We must admit that covenant theologians are among the cleverest people who delve into theology. When they invent something to fit their theology, they make it sound like something that you could not possibly be against unless you were a minion of the antichrist. 

One complex invention of Covenant Theologians are the (not found anywhere in scripture—sorry that’s again the biblicist within) arbitrary divisions of the law. They were created when their zeal for continuity came face to face with the reality of all the covenantal laws the Jews were under. We want continuity, but we don’t want circumcision

Well, to satisfy their continuity lust, they relabeled the Decalogue the “Eternal Moral Law of God” and the other laws became “ceremonial” or “civil” or “positive”. This satisfied most (but not the theonomists, who in some ways are the most self-consistent covenant theologians) as it allowed them to be “as continuous as they could be.” 

Some even argue the that Decalogue was the law written on the hearts of all people, even before the fall. But there is not one jot or tittle of scripture to support this. The Decalogue is never referred to as the moral law of God, let alone the fully revealed eternal moral law of God. It is referred to as law of the covenant, and the box that carried around the tablets as the ark of the covenant, not the ark of the moral law

Here we summarize some distinctions: 

Covenant view: There were many types of laws given to the Jews. There were positive laws, there were ceremonial and civil laws, and there were moral laws. And the moral laws are either entirely found in the Ten Commandments, or there is a subset of the moral laws, those that are eternal, that are the Ten Commandments. And these eternal moral laws (since they are eternal) simply must be the laws that were written on hearts going back to the garden. Jesus, in the Sermon on the Mount, is not giving new law, he is merely correcting bad teaching. 

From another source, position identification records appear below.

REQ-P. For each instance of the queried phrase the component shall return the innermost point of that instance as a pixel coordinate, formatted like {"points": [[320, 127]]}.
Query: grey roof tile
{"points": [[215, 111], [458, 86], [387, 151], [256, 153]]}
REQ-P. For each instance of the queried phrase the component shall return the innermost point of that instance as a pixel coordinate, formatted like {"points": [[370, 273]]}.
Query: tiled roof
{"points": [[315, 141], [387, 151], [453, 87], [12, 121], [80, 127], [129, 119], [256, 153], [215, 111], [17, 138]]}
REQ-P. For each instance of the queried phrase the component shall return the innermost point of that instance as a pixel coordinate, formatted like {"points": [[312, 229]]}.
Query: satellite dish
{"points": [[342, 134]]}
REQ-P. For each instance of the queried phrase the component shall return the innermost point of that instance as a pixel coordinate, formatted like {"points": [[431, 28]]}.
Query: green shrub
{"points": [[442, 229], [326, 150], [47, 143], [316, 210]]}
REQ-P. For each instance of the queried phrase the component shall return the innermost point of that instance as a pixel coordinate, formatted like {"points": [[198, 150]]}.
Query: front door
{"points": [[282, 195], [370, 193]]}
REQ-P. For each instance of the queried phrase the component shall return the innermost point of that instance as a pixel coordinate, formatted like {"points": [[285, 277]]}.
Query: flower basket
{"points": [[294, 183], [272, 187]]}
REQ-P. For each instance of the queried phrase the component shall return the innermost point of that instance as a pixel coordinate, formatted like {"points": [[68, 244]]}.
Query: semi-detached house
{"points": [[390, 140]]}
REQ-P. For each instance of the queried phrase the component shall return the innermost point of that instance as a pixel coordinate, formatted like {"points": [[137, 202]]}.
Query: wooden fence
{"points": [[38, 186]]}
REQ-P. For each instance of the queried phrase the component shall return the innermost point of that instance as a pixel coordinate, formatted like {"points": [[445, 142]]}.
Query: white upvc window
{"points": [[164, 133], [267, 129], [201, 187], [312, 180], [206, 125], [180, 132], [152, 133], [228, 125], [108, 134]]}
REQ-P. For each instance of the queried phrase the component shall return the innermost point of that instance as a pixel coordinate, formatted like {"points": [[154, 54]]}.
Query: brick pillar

Biblicist View: All of God’s laws are moral. Jews were not morally obliged to obey the Decalogue and ceremonially obliged to obey the law on circumcision. They were morally obligated to obey both and all other laws of their covenant. These old covenant laws went away with the onset of the new covenant, and Mosaic law was replaced by a new and better revelation of the law given by Jesus. 

It is actually quite strange, when you think about it, to call only a subset of God’s law moral.

Interestingly enough, the great confessions are quite revealing in this matter. For example, in the WCF we read:
Beside this law [the Decalogue], commonly called moral, (WCF 19.3)
Even by the rather weak standard of scriptural proof texts for the pronouncements of the confession, none is provided to justify renaming the Ten Commandments as the moral law of God. The only justification provided is that it was “commonly called” such. By whom we are not told. And since the confession was written, the rather mild “commonly called” has evolved an understanding more in line with: “Thou Shalt Call it the Eternal Moral of God and Nothing Less.”

 
[1] “The covenant was the sure scriptural objective ground upon which all the Reformed, together and without distinction, based the right to infant baptism. They had no other deeper or more solid ground." (Herman Bavinck, Reformed Dogmatics.) 

[2] That’s not to say I disagree with infant baptism. I disagree that the justification for infant baptism is connected to circumcision.